Doctors should follow the evidence for promising therapies. Instead they demand certainty.
By Joseph A. Ladapo
Fear and panic are central impediments to competent decision-making during a crisis. As Covid-19 cases and hospitalizations rise around the country, creating an atmosphere of crisis, political leaders are reaching for last spring’s lockdown playbooks. Their grave tone conveys an air of inevitability, as if politicians have no choice but again to restrict civil liberties, limit social gatherings, and cripple businesses that survived the initial lockdowns. But there’s a better way: following the evidence for early treatment of Covid-19.
The health system would be less burdened if more patients were treated before they require hospitalization, and there are promising therapeutic options that patients can administer themselves at home. This was the subject of a Nov. 19 hearing before the Senate Homeland Security and Governmental Affairs Committee.
Testimony from the hearing underscored an important issue: Too many doctors have interpreted the term “evidence-based medicine” to mean that the evidence for a treatment must be certain and definitive before it can be given to patients. Because accusing a physician of not being “evidence based” can be a career-damaging allegation, fear of straying from the pack has prevailed, favoring inertia and inaction amid uncertainty about Covid-19 treatments.
For diseases with established treatment options, holding out for certainty may be prudent. But when options are limited and there are safe treatments with evidence for effectiveness, holding out for certainty can be catastrophic. Requiring a high degree of certainty during a crisis may elevate the augustness of medical organizations and appease the sensibilities of medical professionals, but it does nothing for patients who need help.
The penchant for certainty is visible in the frequently updated treatment guidelines for Covid-19 from the National Institutes of Health. These guidelines were developed by scientists around the country, but because of a mentality that is biased toward virtually irrefutable evidence, no distinction is made for treatments with evidence for effectiveness that falls below the mark of certainty. This framework almost certainly has contributed to many avoidable deaths during this pandemic.
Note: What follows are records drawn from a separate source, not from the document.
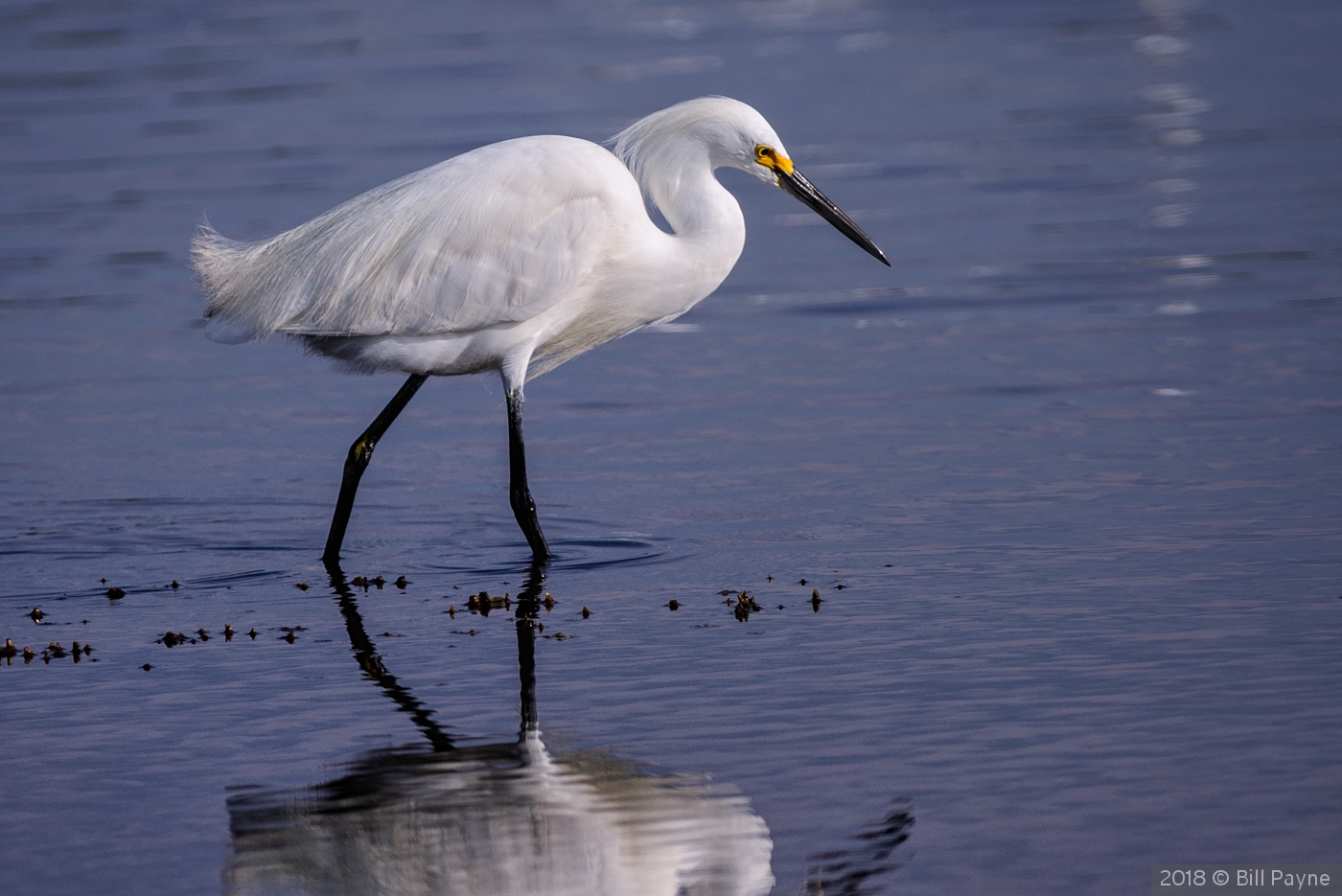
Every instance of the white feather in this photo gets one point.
(514, 257)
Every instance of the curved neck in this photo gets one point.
(706, 218)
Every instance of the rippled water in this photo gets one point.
(1066, 480)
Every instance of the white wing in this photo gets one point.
(492, 237)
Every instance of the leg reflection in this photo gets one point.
(365, 654)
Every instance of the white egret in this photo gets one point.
(513, 257)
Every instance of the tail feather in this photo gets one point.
(243, 304)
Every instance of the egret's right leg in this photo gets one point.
(358, 460)
(520, 494)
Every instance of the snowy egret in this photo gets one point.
(513, 257)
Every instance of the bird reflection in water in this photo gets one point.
(498, 818)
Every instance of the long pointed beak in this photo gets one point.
(802, 190)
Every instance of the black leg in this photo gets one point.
(523, 507)
(358, 460)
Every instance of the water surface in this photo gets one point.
(1066, 477)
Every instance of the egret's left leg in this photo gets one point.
(358, 460)
(520, 495)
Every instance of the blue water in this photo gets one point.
(1074, 459)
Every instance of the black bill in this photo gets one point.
(802, 190)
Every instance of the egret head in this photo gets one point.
(664, 145)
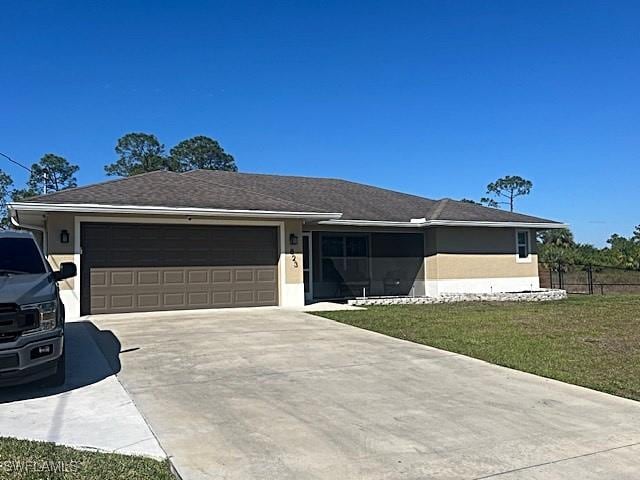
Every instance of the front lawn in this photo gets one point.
(26, 460)
(593, 341)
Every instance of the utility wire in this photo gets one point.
(44, 171)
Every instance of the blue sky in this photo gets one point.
(432, 98)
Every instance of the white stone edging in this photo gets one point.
(535, 296)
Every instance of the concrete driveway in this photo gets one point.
(275, 394)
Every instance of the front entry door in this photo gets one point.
(307, 267)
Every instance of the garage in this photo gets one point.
(128, 267)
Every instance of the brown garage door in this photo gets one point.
(145, 267)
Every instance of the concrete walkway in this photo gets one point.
(275, 394)
(92, 410)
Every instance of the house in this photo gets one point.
(207, 239)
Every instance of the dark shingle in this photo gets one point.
(246, 191)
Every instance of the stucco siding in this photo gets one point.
(456, 266)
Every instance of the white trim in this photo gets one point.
(286, 297)
(528, 258)
(154, 210)
(419, 223)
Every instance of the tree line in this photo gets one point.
(557, 249)
(136, 153)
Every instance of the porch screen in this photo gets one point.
(344, 264)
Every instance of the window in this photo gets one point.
(345, 258)
(523, 244)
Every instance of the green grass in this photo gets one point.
(26, 460)
(593, 341)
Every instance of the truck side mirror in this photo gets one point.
(67, 270)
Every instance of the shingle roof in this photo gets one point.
(246, 191)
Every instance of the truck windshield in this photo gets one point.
(20, 255)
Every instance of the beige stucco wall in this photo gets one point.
(293, 253)
(474, 252)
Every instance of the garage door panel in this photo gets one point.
(179, 268)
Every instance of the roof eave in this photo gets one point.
(87, 208)
(445, 223)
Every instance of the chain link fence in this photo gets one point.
(590, 279)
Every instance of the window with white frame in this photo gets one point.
(522, 241)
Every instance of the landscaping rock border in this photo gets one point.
(536, 296)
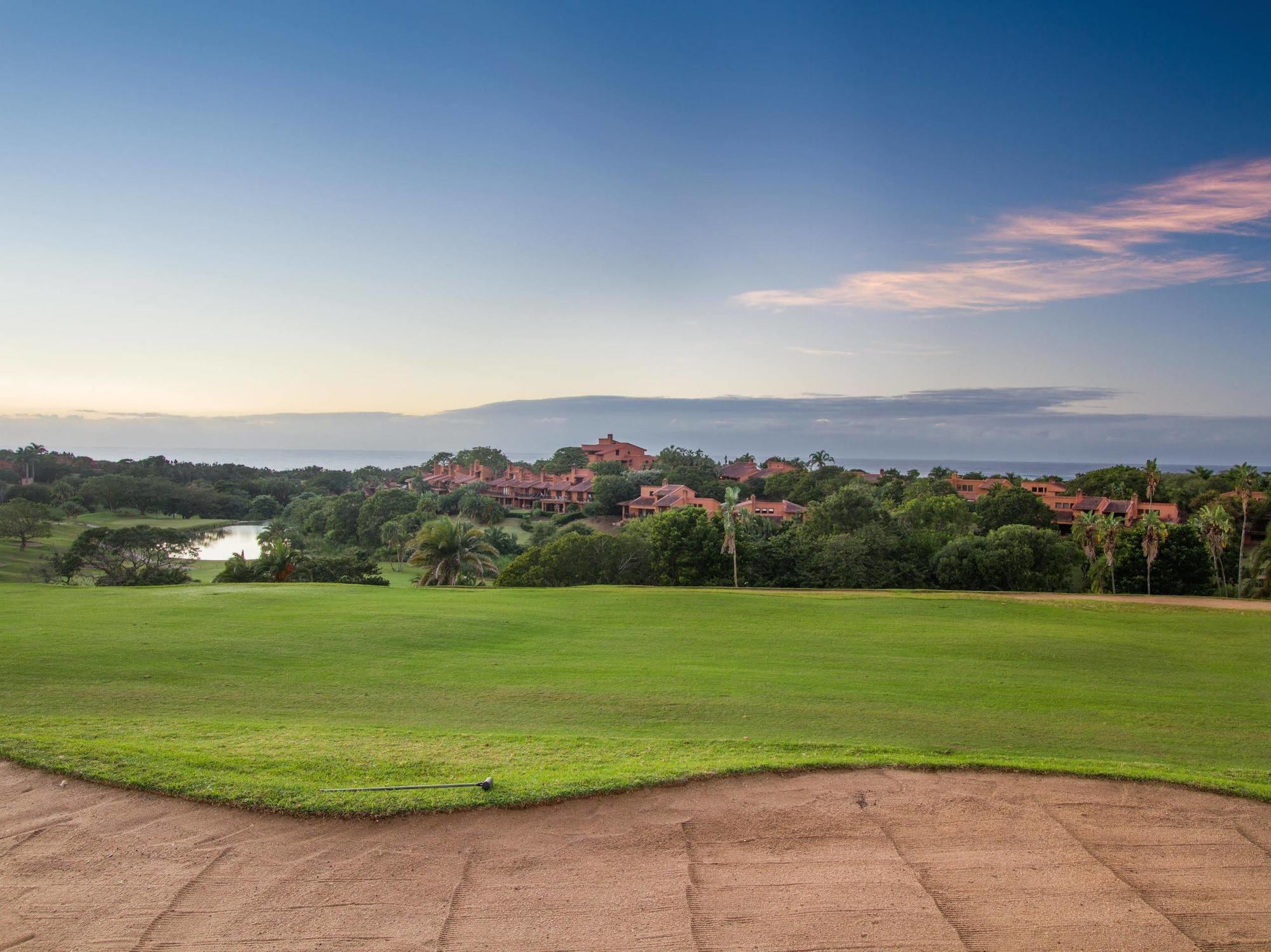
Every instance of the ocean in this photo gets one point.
(397, 459)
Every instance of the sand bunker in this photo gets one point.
(818, 861)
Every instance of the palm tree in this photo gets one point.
(1155, 532)
(1086, 533)
(1245, 479)
(1214, 526)
(1260, 573)
(729, 517)
(1110, 531)
(397, 536)
(274, 537)
(448, 550)
(27, 457)
(1153, 473)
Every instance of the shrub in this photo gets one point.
(1011, 559)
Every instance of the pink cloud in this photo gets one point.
(997, 285)
(1214, 199)
(1232, 199)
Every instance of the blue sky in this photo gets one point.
(228, 209)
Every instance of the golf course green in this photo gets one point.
(264, 695)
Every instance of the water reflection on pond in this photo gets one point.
(222, 543)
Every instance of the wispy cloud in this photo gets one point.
(1211, 200)
(996, 285)
(1021, 424)
(1067, 256)
(822, 353)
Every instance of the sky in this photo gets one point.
(240, 210)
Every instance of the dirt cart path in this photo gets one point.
(818, 861)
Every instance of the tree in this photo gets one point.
(729, 520)
(850, 509)
(1086, 534)
(1109, 533)
(134, 556)
(482, 509)
(1183, 565)
(1214, 526)
(25, 520)
(686, 547)
(1245, 480)
(1011, 559)
(508, 545)
(611, 491)
(691, 468)
(486, 456)
(1155, 532)
(109, 490)
(932, 522)
(1010, 505)
(451, 550)
(1152, 479)
(379, 509)
(1259, 585)
(397, 536)
(29, 456)
(265, 508)
(275, 536)
(564, 461)
(583, 560)
(1118, 482)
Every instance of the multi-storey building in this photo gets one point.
(611, 451)
(1067, 507)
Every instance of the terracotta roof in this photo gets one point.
(739, 471)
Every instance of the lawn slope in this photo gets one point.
(264, 695)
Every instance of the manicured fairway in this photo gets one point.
(262, 695)
(18, 565)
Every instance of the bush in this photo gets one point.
(1012, 559)
(576, 559)
(1183, 566)
(1010, 505)
(133, 556)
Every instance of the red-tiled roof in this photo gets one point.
(739, 471)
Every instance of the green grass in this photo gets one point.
(129, 518)
(18, 565)
(262, 695)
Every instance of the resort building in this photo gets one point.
(668, 496)
(775, 512)
(573, 487)
(1064, 507)
(973, 490)
(452, 476)
(609, 449)
(748, 470)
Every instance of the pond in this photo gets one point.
(222, 543)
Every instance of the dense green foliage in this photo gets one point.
(25, 520)
(1010, 505)
(130, 556)
(890, 531)
(265, 695)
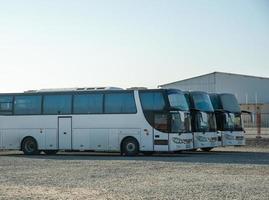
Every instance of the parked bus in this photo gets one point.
(203, 121)
(228, 117)
(89, 119)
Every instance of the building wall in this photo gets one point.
(202, 83)
(248, 90)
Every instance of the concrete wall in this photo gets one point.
(248, 90)
(202, 83)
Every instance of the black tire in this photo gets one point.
(130, 147)
(29, 146)
(207, 149)
(50, 152)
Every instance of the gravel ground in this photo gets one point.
(226, 173)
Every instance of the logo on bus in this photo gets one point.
(181, 141)
(229, 137)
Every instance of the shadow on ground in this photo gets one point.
(214, 157)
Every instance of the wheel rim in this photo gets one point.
(30, 146)
(130, 147)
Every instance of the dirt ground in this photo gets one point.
(225, 173)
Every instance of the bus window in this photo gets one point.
(57, 104)
(120, 103)
(6, 104)
(27, 105)
(88, 103)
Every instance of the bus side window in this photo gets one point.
(120, 103)
(27, 105)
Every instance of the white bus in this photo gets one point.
(203, 121)
(229, 121)
(108, 120)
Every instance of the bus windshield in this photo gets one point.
(178, 101)
(232, 122)
(230, 103)
(180, 122)
(202, 102)
(205, 122)
(215, 100)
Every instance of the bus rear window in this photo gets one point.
(152, 101)
(57, 104)
(6, 104)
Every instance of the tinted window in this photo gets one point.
(120, 103)
(88, 103)
(57, 104)
(230, 103)
(202, 102)
(27, 105)
(215, 100)
(152, 100)
(178, 101)
(6, 104)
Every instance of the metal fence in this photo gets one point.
(258, 127)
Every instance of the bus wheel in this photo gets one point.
(29, 146)
(130, 147)
(50, 152)
(207, 149)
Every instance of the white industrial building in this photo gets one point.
(248, 89)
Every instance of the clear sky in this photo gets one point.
(75, 43)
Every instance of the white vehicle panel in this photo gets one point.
(51, 140)
(99, 139)
(235, 138)
(205, 140)
(65, 133)
(179, 142)
(81, 139)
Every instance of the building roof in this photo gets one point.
(214, 73)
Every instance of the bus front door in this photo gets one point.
(65, 133)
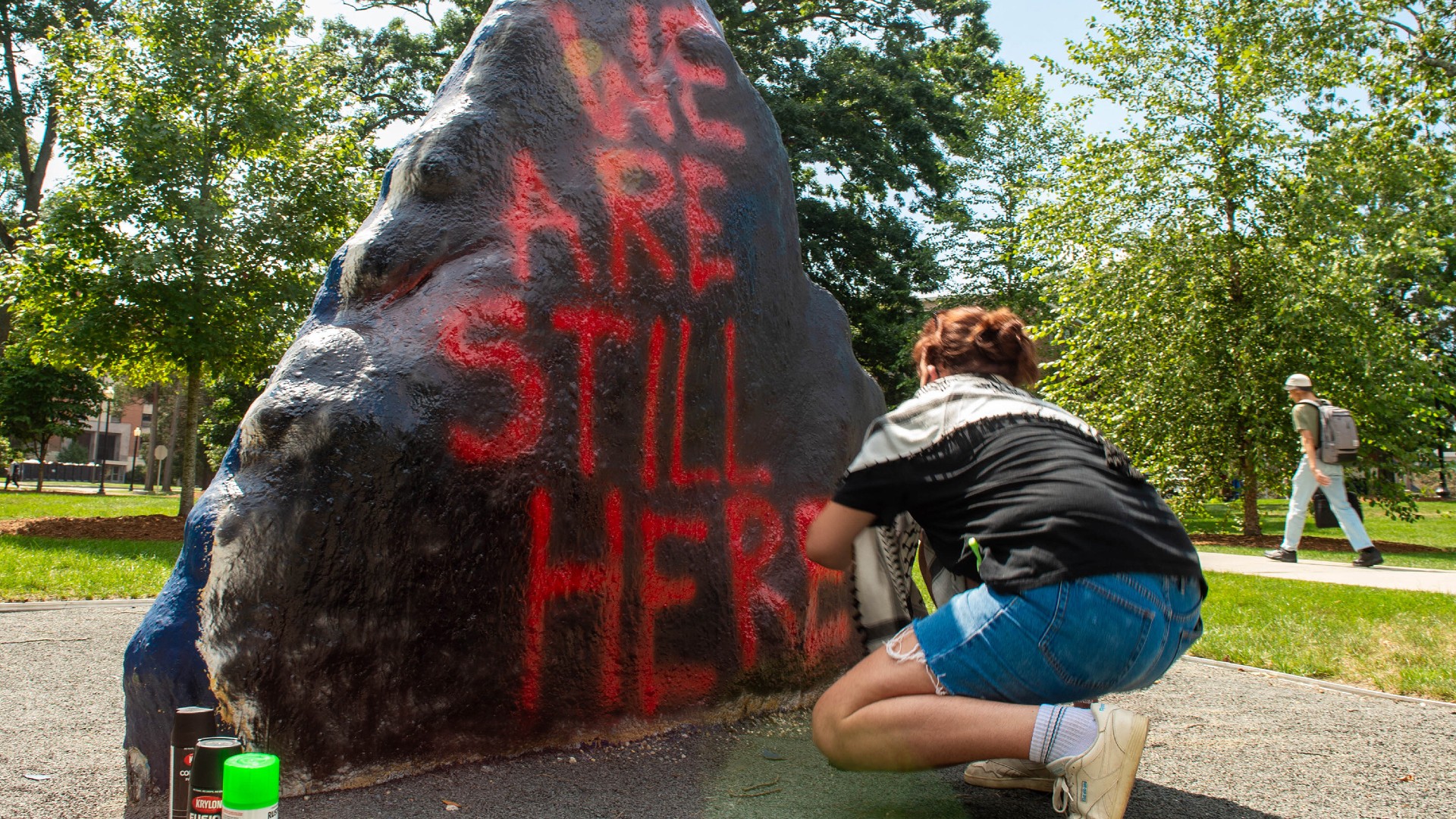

Take the antidepressant fluvoxamine. A high-quality, randomized clinical trial of 152 patients published in the Journal of the American Medical Association found that zero patients treated with fluvoxamine within seven days of the onset of symptoms experienced clinical deterioration compared with 8% of patients receiving a placebo.
Another randomized trial of 200 health-care workers and other adults at high risk of exposure found that 2% of those treated with the antiparasitic ivermectin developed Covid-19 compared with 10% of patients in a control group. A meta-analysis of five randomized clinical trials showed that early use of hydroxychloroquine reduced infection, hospitalization and death by 24%. All of these findings were statistically significant. These medications have been used for decades and have safety profiles comparable to other commonly prescribed medications. This includes hydroxychloroquine, a medication routinely prescribed to pregnant women and breast-feeding mothers.
Uncertainty may remain, but all three medications have demonstrated at least a reasonable likelihood of success when used in early Covid-19 illness or for prevention. Other promising agents include the plant-based compound quercetin—which is being studied in a clinical trial and was used by Sen. Ron Johnson, chairman of the Homeland Security Committee, after his Covid-19 diagnosis in October—and the congestion medication bromhexine, which reduced death rates among hospitalized patients in a randomized study published by BioImpacts.
While some health officials dismiss nonrandomized studies, the Cochrane organization, an international leader in evidence-based medicine, published a review of several hundred studies showing that randomized clinical trials and nonrandomized studies of treatments generally yield similar findings. Modern epidemiologic and statistical methods can usually overcome biases inherent in nonrandomized study designs.
The most auspicious path forward is for local and state governments, research institutions, community clinics and Covid-19 testing sites to provide patients with access to promising outpatient treatments while collecting data about health outcomes. With almost 200,000 new Covid-19 cases daily in the U. S., uncertainty about effectiveness could be resolved within a few weeks. Until then, it is up to patients to demand outpatient treatment. Political leaders have largely been silent, and most physicians have been telling Covid-19 patients to quarantine and hope for the best rather than prescribing early treatment.
As California Gov. Gavin Newsom recently demonstrated with his festive dinner party at a Napa Valley restaurant, asking human beings not to socialize is neither realistic nor healthy. Attempting to shame them into cooperating runs counter to fundamental tenets of public health. And while masks may be effective in crowded or poorly ventilated indoor settings, the recent randomized trial of mask use in Denmark—along with Covid-19 case trends in California, New York and other states that have had mask mandates in place for months—should disabuse anyone of the illusion that mask mandates will quell the crisis.
Treating high-risk patients with Covid-19 at home using safe medications is the most promising public-health strategy for preventing hospital overcrowding and death. These treatments are widely available and can be combined with other measures. What Americans need in this crisis is clear-eyed policy inspired by imagination and a genuine desire to protect the vulnerable—rather than fueled by fear or partisan political agendas.
Dr. Ladapo is an associate professor at UCLA’s David Geffen School of Medicine.